AVRUPADA İDİL’Lİ BİR PORTRE

       Bindouzyüzyetmişüç yılının Nisan ayında İdil İlçesine bağlı Basak Köyünde bahar tüm yeşilini cömertçe köyün etrafına, içerisine doldurmuştu! Enva ı çeşit çiçekler o esen bahar rüzgârı eşliğinde raksa koyulmuşlardı. Ayrı renklerdeki kelebekler, arılar ve kuşlar da o raksa eşlik ediyorlardı. Memleketimize her bahar mevsiminde akın eden göçmen kuşların büyük bir kısmı yuvalarını kurmak için Basak köyünün etrafındaki meşe ağaçlarını keşfe koyulmuşlardı. Daha evvelki tarihlerde Zerdüşt İbadethanesi olup Miladi 400’lü yıllarda kiliseye çevrilen Basak Köyündeki çift burçlu o görkemli mabedin on metre batısında kireç taşından abara mimarisi ile inşa edilmiş iki oda ve bir salondan ibaret evde doğar Hüseyin Bulut.
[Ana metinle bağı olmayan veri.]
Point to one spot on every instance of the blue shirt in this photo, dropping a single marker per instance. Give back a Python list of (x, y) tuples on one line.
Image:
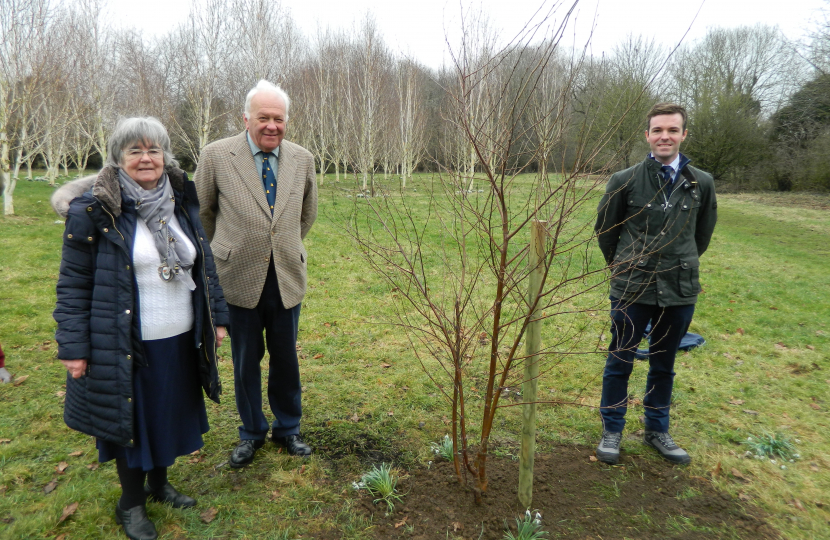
[(674, 165), (273, 160)]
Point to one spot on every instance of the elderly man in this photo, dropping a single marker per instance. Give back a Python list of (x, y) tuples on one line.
[(258, 201), (654, 222)]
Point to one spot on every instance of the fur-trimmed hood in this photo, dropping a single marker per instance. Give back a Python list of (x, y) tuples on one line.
[(106, 188)]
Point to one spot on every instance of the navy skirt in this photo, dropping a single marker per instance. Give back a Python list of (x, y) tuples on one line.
[(169, 414)]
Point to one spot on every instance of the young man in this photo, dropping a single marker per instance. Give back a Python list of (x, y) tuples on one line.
[(654, 222)]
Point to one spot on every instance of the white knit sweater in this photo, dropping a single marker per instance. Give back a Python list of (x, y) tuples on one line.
[(166, 306)]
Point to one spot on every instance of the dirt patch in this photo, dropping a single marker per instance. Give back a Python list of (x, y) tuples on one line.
[(643, 498)]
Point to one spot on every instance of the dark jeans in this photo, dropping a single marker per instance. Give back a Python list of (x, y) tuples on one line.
[(628, 322), (248, 349)]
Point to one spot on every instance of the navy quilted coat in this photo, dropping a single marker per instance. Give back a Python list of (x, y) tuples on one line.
[(98, 309)]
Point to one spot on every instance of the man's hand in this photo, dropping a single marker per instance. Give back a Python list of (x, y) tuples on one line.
[(76, 368)]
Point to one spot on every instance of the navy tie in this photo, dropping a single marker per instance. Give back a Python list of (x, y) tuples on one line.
[(268, 180), (668, 173)]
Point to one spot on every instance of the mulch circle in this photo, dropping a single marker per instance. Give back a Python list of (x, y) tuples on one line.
[(642, 497)]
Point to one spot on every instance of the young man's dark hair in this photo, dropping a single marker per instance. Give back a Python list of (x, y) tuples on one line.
[(665, 108)]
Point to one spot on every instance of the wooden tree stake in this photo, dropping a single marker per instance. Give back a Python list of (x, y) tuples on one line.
[(533, 341)]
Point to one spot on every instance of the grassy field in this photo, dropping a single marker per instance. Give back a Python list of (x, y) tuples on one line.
[(765, 369)]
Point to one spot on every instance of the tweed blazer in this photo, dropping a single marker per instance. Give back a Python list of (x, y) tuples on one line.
[(242, 232)]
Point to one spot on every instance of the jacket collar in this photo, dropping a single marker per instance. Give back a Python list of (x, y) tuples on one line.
[(106, 188)]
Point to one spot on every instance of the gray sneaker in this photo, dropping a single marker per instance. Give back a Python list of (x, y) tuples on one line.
[(608, 450), (666, 446)]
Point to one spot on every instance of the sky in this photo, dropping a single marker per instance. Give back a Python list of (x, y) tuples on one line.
[(418, 28)]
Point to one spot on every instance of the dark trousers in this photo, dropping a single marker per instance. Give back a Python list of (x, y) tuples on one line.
[(248, 349), (628, 322)]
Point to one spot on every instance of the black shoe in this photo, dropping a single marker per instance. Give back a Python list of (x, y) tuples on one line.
[(294, 444), (608, 450), (244, 452), (168, 494), (137, 525), (667, 447)]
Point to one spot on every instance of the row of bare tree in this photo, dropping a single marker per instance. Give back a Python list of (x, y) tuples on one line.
[(67, 76)]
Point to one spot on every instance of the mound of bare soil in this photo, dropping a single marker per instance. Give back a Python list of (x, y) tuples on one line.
[(642, 498)]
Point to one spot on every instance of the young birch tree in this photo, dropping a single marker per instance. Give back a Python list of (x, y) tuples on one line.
[(464, 297), (411, 118), (367, 72), (24, 28)]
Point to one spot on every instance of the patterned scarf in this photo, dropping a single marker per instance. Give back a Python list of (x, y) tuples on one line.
[(156, 206)]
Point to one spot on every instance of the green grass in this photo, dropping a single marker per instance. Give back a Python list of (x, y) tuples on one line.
[(765, 314)]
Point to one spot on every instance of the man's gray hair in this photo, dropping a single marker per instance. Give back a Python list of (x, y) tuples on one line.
[(265, 86), (129, 131)]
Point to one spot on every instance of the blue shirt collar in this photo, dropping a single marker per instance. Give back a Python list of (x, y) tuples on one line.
[(679, 162)]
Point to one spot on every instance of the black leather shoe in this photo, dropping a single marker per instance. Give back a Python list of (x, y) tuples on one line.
[(168, 494), (294, 444), (137, 525), (244, 452)]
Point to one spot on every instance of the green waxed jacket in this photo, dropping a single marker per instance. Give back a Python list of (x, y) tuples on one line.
[(652, 245)]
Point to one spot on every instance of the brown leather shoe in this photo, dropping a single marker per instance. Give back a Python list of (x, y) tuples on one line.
[(294, 445)]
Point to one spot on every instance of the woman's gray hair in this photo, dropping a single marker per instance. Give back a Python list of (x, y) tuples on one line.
[(270, 88), (129, 131)]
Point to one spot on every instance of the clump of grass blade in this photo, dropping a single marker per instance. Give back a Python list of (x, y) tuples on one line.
[(527, 528), (443, 448), (381, 482), (771, 446)]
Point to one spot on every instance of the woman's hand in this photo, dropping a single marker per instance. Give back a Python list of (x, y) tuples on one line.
[(220, 335), (76, 368)]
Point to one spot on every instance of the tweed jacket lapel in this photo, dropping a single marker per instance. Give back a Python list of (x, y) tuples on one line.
[(285, 176), (243, 163)]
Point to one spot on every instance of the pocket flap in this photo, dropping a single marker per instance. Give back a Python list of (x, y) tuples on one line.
[(220, 251), (692, 262)]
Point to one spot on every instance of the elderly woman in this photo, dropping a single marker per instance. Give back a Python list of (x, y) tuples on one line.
[(140, 313)]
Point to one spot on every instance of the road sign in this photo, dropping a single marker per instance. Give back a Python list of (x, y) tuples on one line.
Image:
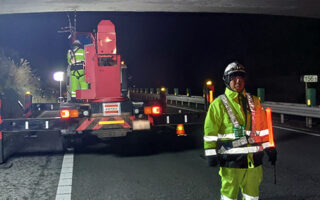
[(310, 78)]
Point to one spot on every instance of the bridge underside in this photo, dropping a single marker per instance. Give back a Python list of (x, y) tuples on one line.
[(305, 8)]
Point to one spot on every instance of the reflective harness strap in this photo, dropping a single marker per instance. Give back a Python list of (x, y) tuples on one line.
[(78, 75), (229, 111), (253, 114)]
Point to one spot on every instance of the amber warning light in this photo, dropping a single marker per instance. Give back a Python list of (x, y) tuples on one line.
[(154, 110), (66, 113)]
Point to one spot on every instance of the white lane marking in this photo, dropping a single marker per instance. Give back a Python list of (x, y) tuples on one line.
[(65, 180), (298, 131)]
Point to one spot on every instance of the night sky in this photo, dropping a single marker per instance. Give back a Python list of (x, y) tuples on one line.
[(183, 49)]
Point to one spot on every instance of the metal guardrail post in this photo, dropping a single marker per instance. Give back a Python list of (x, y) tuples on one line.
[(309, 122), (1, 134), (27, 104), (282, 118), (188, 92), (163, 100), (261, 94)]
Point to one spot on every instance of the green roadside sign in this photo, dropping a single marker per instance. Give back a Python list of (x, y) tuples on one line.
[(310, 78)]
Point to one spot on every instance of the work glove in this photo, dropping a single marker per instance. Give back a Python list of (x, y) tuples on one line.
[(212, 161), (272, 154)]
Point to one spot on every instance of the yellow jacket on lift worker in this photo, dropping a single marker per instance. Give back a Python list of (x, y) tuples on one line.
[(76, 59)]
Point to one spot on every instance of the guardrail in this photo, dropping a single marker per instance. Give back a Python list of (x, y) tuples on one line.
[(277, 107), (198, 103)]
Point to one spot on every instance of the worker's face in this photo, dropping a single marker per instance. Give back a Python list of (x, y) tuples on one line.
[(237, 83)]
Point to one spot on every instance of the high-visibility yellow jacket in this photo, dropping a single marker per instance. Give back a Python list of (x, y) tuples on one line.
[(75, 56), (219, 136)]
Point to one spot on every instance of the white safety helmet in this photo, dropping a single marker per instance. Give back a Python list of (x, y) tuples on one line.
[(76, 43), (232, 70)]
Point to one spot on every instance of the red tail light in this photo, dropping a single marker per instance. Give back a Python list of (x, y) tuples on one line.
[(64, 113), (156, 110)]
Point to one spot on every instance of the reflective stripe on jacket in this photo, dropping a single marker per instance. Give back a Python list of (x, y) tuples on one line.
[(75, 56), (219, 137)]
Babası H. Hasan’nın   hayalinde doğan çocuğunu büyüdüğünde  üniversiteyi bitirene kadar imkanlarını zorlayarak onu okutmaktı. Basak köyünde oturan Hüseyin Bulut’un babası 1981 yılında İdil Yatılı İlköğretim Bölge okuluna oğlunu götürüp öğrenci kaydını yapar. O güne kadar Basak köyünden hiçbir yere gitmemiş olan Hüseyin’in tedirgin olduğunu fark eden  babası teselli etmek için saçlarını okşar ve oğlum sen daha bizi özlemeden ziyaretine gelirim deyip  okuldan- oğlundan ayrılır. Hüseyin tedirginlik içerisinde gündüz okuluna; geceleri de okulun yatakhanesinde yatarak öğrenimine devam eder.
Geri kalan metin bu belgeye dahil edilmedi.